US Vice President Visits Indonesia, Praises Nation’s Islamic Tradition

Ismira Lutfia Tisnadibrata
2017.04.20
Jakarta
170420-ID-Pence-1000 U.S. Vice President Mike Pence listens to High Priest Nasaruddin Umar as Muhammad Muzammil Basyuni, chairman of the Istiqlal Mosque Management’s executive board, looks on, during the American leader’s tour of the mosque in Jakarta, April 20, 2017.
AFP

American Vice President Mike Pence on Thursday hailed Indonesia’s moderate tradition of Islam and held a closed-door inter-faith dialogue on the first day of a visit to the world’s largest Muslim-majority nation.

Pence’s two-day trip to Indonesia is the first high-profile visit to Southeast Asia by an official from President Donald Trump’s administration and is being touted as aiming to foster closer bilateral ties, especially in the areas of security and trade.

“As the largest majority Muslim country, Indonesia’s tradition of moderate Islam, frankly, is an inspiration to the world,” Pence said during a joint news conference in Jakarta with Indonesian President Joko “Jokowi” Widodo.

The visit comes amid anger across the Islamic world, including in Indonesia, over moves by the new U.S. administration to ban citizens from a handful of Muslim nations in Africa and the Middle East from entering the United States because of terrorism-related concerns.

“In your nation, as in mine, religion unifies – it doesn’t divide,” Pence said.

Neither he nor Jokowi touched on the issue of the U.S. immigration ban being pursued in the courts, but the two sought an enhanced strategic partnership in promoting regional peace, security and prosperity.

Among mutual concerns, Pence expressed an American wish to pursue a stronger defense partnership because, he said, both countries had to confront various security threats. He cited the “rise and spread of terrorism” as “one of the greatest threats.”

“[A]s the largest Muslim population country in the world, as well as the third largest democracy in the world, Indonesia also agrees to strengthen cooperation on peace,” Jokowi said for his part.

The American vice president also paid homage to Indonesians who were killed in a terrorist attack carried out by Islamic State-linked gunmen in central Jakarta in January 2016.

“Our hearts broke for your people,” Pence said. “We too know the terrible cost of terrorism and the United States stands with you to condemn it and to confront it.”

Later in the day, Pence visited the Jakarta secretariat of the Association of Southeast Asian Nations (ASEAN), which is marking its 50th anniversary this year.

There, he announced that President Trump would travel to Asia in November to attend the U.S.-ASEAN Summit, the East Asia Summit and a meeting of leaders of Asia-Pacific Economic Cooperation (APEC) countries in Vietnam and the Philippines, according to the White House.

Shoeless

After meeting with Jokowi and other government officials, Pence, his wife and two daughters toured the Istiqlal Grand Mosque in Jakarta, the largest mosque in Southeast Asia.

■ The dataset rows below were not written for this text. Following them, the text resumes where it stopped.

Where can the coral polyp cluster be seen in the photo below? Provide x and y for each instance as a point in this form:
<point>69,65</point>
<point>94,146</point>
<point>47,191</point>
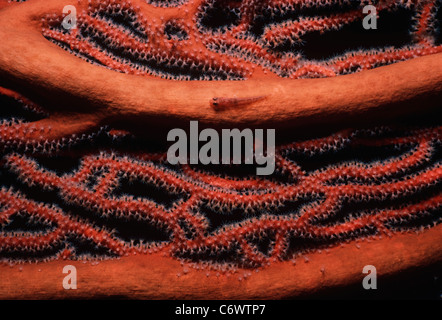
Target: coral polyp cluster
<point>232,40</point>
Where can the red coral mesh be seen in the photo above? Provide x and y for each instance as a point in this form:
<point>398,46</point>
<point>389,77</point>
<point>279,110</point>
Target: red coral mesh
<point>324,192</point>
<point>394,185</point>
<point>220,39</point>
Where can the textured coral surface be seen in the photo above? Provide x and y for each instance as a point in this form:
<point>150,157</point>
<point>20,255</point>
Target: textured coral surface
<point>72,191</point>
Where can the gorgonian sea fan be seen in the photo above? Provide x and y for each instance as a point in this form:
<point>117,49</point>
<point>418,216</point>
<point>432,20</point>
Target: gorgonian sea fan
<point>84,175</point>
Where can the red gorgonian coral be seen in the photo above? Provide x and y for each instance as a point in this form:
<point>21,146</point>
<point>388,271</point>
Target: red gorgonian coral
<point>85,180</point>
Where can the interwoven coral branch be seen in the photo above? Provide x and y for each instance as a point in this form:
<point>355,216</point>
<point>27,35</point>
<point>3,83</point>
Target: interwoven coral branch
<point>326,187</point>
<point>173,43</point>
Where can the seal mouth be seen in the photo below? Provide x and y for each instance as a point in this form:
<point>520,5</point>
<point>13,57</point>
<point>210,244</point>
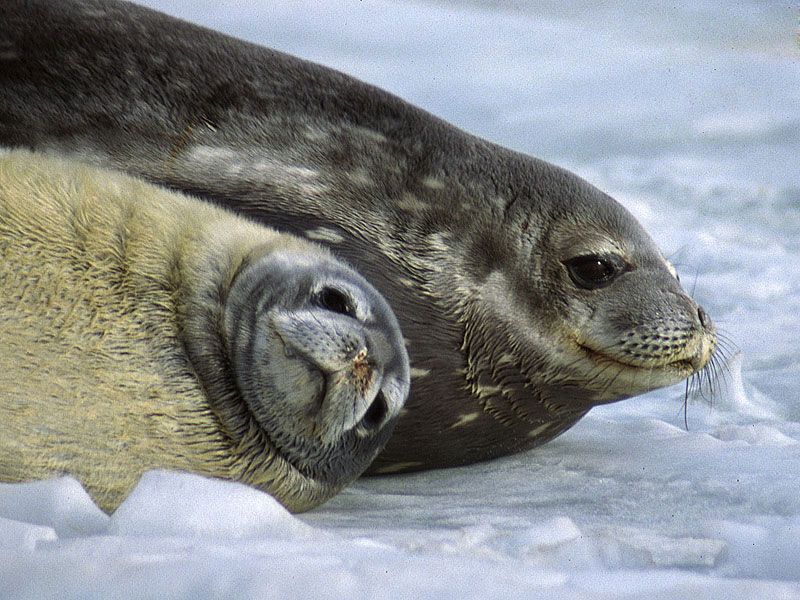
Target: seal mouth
<point>682,366</point>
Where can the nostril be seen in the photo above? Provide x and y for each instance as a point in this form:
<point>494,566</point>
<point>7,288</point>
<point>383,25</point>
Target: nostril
<point>376,413</point>
<point>703,316</point>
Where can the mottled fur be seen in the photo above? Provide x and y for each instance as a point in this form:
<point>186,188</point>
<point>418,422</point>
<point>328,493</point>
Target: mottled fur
<point>470,242</point>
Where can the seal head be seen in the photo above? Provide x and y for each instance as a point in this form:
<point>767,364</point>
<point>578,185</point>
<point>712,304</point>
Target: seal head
<point>302,356</point>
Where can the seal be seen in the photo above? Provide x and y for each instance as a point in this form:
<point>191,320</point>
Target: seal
<point>526,295</point>
<point>140,329</point>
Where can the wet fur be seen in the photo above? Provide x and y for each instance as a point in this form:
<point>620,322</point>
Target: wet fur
<point>466,239</point>
<point>98,272</point>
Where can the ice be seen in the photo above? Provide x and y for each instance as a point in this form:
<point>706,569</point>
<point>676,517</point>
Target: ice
<point>165,503</point>
<point>61,504</point>
<point>688,113</point>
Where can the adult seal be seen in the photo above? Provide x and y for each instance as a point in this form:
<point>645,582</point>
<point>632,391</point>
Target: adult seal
<point>526,295</point>
<point>142,329</point>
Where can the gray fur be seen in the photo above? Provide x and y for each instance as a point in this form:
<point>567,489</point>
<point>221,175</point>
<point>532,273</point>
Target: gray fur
<point>138,331</point>
<point>470,242</point>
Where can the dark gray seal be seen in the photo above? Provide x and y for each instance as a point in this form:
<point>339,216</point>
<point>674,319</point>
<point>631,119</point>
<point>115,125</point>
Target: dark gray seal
<point>143,329</point>
<point>526,295</point>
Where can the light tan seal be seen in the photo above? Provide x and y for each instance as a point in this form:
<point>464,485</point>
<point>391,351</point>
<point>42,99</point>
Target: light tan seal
<point>141,329</point>
<point>526,295</point>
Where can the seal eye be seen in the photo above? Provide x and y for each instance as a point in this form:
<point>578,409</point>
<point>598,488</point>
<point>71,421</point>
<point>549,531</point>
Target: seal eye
<point>335,301</point>
<point>592,271</point>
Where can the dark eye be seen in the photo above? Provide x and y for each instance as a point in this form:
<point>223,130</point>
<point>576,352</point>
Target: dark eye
<point>335,301</point>
<point>591,271</point>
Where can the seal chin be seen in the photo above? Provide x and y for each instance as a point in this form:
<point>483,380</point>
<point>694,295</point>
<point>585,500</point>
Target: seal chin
<point>618,375</point>
<point>350,375</point>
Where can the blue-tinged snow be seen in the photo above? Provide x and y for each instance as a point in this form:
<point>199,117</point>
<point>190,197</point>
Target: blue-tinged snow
<point>688,113</point>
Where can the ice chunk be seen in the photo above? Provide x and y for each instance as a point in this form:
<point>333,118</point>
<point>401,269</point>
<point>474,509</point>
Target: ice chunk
<point>184,504</point>
<point>60,503</point>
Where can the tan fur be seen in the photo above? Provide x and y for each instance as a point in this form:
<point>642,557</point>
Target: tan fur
<point>93,379</point>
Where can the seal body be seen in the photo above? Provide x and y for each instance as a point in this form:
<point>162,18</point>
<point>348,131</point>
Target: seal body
<point>142,329</point>
<point>526,296</point>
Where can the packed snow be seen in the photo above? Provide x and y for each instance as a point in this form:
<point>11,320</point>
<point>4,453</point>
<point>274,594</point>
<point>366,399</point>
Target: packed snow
<point>688,113</point>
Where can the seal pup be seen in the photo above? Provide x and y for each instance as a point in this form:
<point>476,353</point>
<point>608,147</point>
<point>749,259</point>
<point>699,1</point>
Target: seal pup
<point>140,328</point>
<point>526,295</point>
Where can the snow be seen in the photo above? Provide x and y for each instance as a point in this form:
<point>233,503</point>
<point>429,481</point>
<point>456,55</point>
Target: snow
<point>689,114</point>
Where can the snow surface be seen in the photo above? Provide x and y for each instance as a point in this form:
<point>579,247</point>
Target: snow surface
<point>689,113</point>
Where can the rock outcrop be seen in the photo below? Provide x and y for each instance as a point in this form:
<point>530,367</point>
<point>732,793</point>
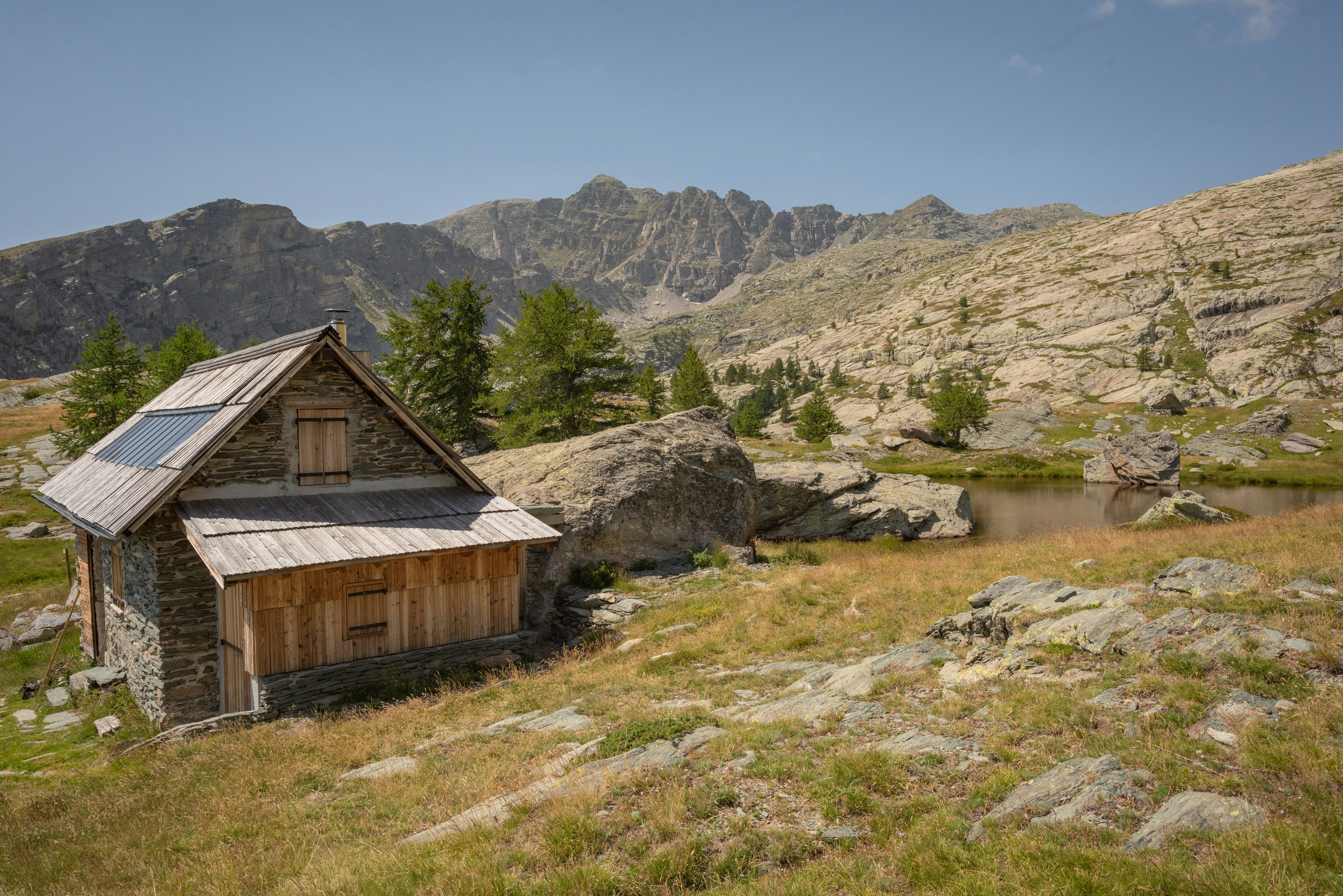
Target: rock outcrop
<point>652,490</point>
<point>808,500</point>
<point>1182,507</point>
<point>1138,459</point>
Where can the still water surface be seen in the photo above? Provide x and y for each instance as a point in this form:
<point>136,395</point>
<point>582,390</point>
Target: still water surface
<point>1011,508</point>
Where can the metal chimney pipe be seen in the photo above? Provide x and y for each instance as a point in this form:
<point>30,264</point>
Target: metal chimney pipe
<point>339,323</point>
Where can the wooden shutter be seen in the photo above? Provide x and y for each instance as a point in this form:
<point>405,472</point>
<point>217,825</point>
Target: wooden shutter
<point>119,594</point>
<point>366,609</point>
<point>322,447</point>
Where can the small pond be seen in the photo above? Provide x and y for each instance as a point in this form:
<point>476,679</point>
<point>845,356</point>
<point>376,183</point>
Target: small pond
<point>1008,508</point>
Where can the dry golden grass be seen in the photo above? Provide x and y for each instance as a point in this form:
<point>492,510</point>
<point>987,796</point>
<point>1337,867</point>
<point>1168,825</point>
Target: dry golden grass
<point>258,811</point>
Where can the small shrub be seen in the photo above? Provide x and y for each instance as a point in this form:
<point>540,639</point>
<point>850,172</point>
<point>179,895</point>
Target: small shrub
<point>638,734</point>
<point>796,554</point>
<point>594,576</point>
<point>1190,666</point>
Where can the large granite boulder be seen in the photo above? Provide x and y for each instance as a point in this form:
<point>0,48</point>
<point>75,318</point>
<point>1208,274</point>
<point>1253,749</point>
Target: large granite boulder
<point>649,490</point>
<point>1184,507</point>
<point>1138,459</point>
<point>1012,429</point>
<point>808,500</point>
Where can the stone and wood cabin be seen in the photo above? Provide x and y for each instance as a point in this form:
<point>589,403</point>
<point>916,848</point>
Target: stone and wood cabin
<point>277,528</point>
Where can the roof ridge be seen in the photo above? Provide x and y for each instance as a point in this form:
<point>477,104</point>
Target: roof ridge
<point>253,353</point>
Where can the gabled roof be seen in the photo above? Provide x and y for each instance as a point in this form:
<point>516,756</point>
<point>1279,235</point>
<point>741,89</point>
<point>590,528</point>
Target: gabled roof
<point>119,483</point>
<point>245,538</point>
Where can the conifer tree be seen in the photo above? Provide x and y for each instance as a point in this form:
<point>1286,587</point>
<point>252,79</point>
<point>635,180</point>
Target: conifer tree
<point>816,420</point>
<point>104,390</point>
<point>174,357</point>
<point>691,383</point>
<point>554,371</point>
<point>649,387</point>
<point>441,362</point>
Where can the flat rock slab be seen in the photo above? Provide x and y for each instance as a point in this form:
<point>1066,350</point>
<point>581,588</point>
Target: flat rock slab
<point>1240,708</point>
<point>917,742</point>
<point>804,707</point>
<point>1150,636</point>
<point>860,679</point>
<point>1198,577</point>
<point>60,722</point>
<point>566,719</point>
<point>1194,811</point>
<point>590,778</point>
<point>1090,629</point>
<point>1074,790</point>
<point>383,769</point>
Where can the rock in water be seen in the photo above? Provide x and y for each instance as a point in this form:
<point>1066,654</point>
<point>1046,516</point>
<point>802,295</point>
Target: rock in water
<point>1184,506</point>
<point>808,500</point>
<point>651,490</point>
<point>1302,444</point>
<point>1165,403</point>
<point>1192,811</point>
<point>1138,459</point>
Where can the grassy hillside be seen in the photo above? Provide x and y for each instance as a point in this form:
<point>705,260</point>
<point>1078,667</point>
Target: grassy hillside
<point>261,811</point>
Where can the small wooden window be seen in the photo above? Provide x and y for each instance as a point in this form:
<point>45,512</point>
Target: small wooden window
<point>366,609</point>
<point>322,447</point>
<point>116,578</point>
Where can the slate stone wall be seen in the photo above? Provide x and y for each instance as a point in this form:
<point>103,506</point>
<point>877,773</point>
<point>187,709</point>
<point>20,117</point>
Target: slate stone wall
<point>269,452</point>
<point>296,692</point>
<point>167,639</point>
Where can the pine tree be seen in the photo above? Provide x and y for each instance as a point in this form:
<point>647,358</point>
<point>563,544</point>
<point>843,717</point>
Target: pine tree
<point>837,378</point>
<point>174,357</point>
<point>747,422</point>
<point>649,387</point>
<point>104,390</point>
<point>691,385</point>
<point>958,408</point>
<point>816,420</point>
<point>554,370</point>
<point>441,361</point>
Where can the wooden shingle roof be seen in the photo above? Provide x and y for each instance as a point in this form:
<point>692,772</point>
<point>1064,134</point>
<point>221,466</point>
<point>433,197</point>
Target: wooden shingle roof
<point>119,483</point>
<point>245,538</point>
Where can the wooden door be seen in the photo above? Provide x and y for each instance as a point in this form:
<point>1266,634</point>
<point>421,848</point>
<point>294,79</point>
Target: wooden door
<point>234,682</point>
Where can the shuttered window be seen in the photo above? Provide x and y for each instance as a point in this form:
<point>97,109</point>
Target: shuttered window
<point>116,580</point>
<point>322,447</point>
<point>366,609</point>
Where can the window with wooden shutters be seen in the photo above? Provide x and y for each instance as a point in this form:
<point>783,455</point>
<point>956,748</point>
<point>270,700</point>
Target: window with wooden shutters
<point>116,580</point>
<point>366,609</point>
<point>322,447</point>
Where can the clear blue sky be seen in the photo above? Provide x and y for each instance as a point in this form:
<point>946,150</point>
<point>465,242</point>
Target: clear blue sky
<point>407,112</point>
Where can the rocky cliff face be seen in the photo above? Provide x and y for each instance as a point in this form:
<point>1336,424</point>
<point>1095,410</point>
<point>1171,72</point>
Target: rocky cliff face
<point>1240,288</point>
<point>245,272</point>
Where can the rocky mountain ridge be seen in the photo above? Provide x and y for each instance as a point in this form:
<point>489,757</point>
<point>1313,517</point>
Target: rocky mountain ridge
<point>256,272</point>
<point>1235,293</point>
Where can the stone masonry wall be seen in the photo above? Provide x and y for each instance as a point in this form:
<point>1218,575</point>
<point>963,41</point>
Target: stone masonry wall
<point>132,635</point>
<point>296,692</point>
<point>269,452</point>
<point>167,639</point>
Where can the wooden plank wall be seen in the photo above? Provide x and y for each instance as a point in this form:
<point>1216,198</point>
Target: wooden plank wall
<point>297,621</point>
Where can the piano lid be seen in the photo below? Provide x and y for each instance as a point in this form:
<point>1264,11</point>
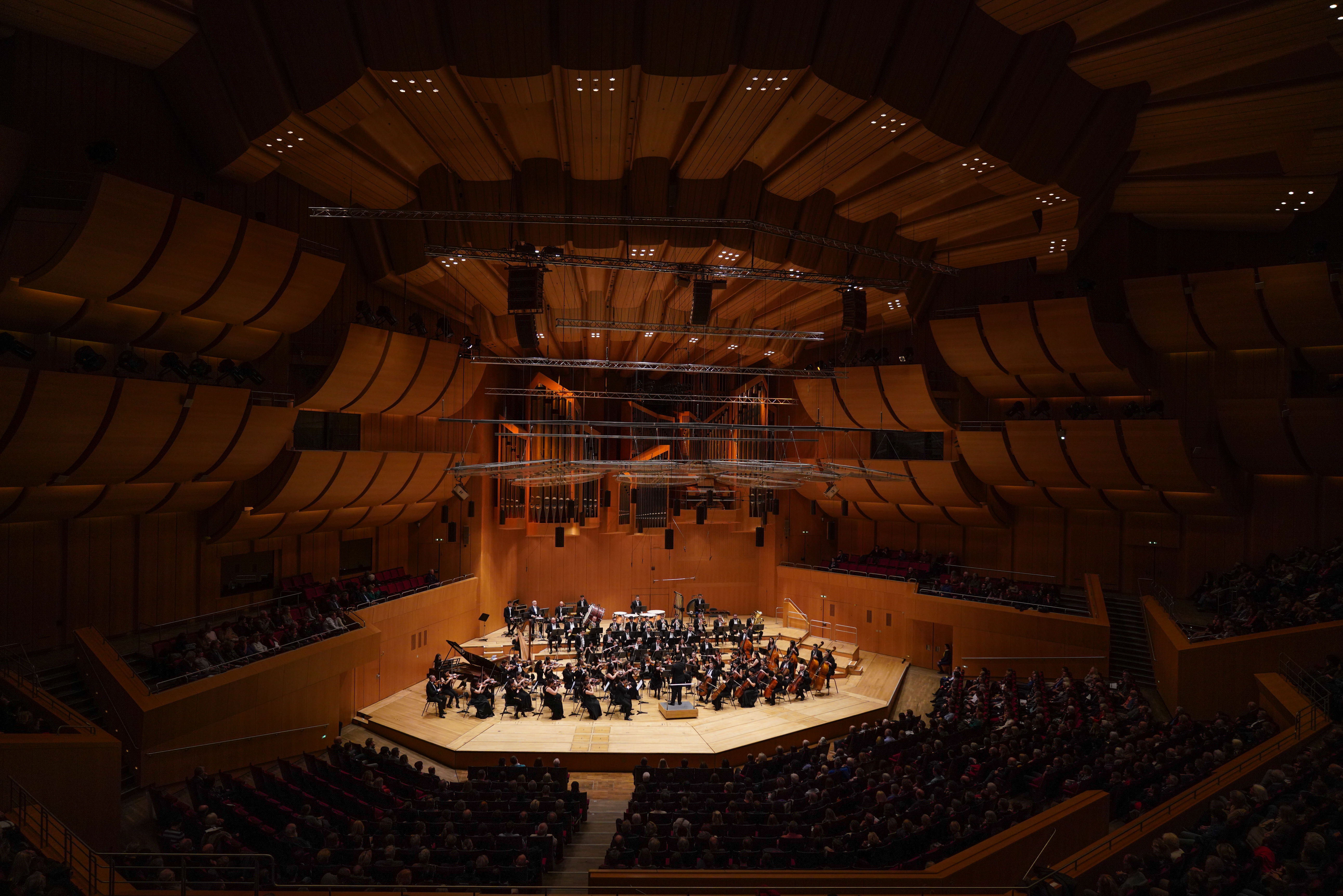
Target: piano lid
<point>476,660</point>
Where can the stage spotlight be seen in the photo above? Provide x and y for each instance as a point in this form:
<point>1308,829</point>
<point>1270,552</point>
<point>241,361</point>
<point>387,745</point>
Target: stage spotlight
<point>171,362</point>
<point>131,363</point>
<point>250,374</point>
<point>89,360</point>
<point>229,369</point>
<point>10,344</point>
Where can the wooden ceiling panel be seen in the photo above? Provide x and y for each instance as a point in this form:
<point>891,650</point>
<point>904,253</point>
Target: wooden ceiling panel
<point>1303,304</point>
<point>117,234</point>
<point>976,72</point>
<point>600,108</point>
<point>1207,46</point>
<point>1098,454</point>
<point>853,44</point>
<point>1040,452</point>
<point>318,46</point>
<point>502,39</point>
<point>919,57</point>
<point>401,35</point>
<point>689,38</point>
<point>1318,432</point>
<point>602,34</point>
<point>1021,97</point>
<point>1294,107</point>
<point>751,98</point>
<point>241,49</point>
<point>1256,434</point>
<point>859,139</point>
<point>1229,308</point>
<point>1025,17</point>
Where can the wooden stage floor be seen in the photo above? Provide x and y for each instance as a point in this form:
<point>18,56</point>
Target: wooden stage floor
<point>614,745</point>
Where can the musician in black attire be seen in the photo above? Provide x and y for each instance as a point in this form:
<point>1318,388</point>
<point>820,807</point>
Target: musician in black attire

As is customary in Islamic practice, the Pence family removed their shoes and the women put on veils as they were shown around the immense mosque that can accommodate 200,000 worshipers, according to White House pool reports.

Nasaruddin Umar, the mosque’s Grand Imam (High Priest), led Pence and his family on the tour.

The imam showed the vice president a bedug wooden drum, made from a 300-year-old tree, that is used at the mosque to call the faithful to prayers.

The high priest told BenarNews that he allowed Pence to have a go at striking the great drum, which, he said, is a symbol of Islam blending into Java in the 14th and 15th centuries A.D., when Hinduism and Buddhism were the dominant religions.

“This shows that Islam came to Indonesia without posing a threat to the local culture,” Nasaruddin told BenarNews.

Following the tour, Pence took part in an inter-faith dialogue with leaders of Indonesia’s six official religions – Islam, Buddhism, Hinduism, Christianity, Roman Catholicism and Confucianism – that was held behind closed doors.

Nasaruddin, who was at the meeting, said Pence showed his appreciation for Indonesia’s long-standing tradition of inter-religious tolerance.

All of the other participants representing a rainbow of religions spoke about their experiences of living in a pluralistic Indonesia, Nasaruddin said.

“The dialogue flowed very well and was very open. We introduced our diversity and [these various religions] are not to be treated differently. We put more of an emphasis on the aspect of their similarities rather than their differences,” Nasaruddin told BenarNews.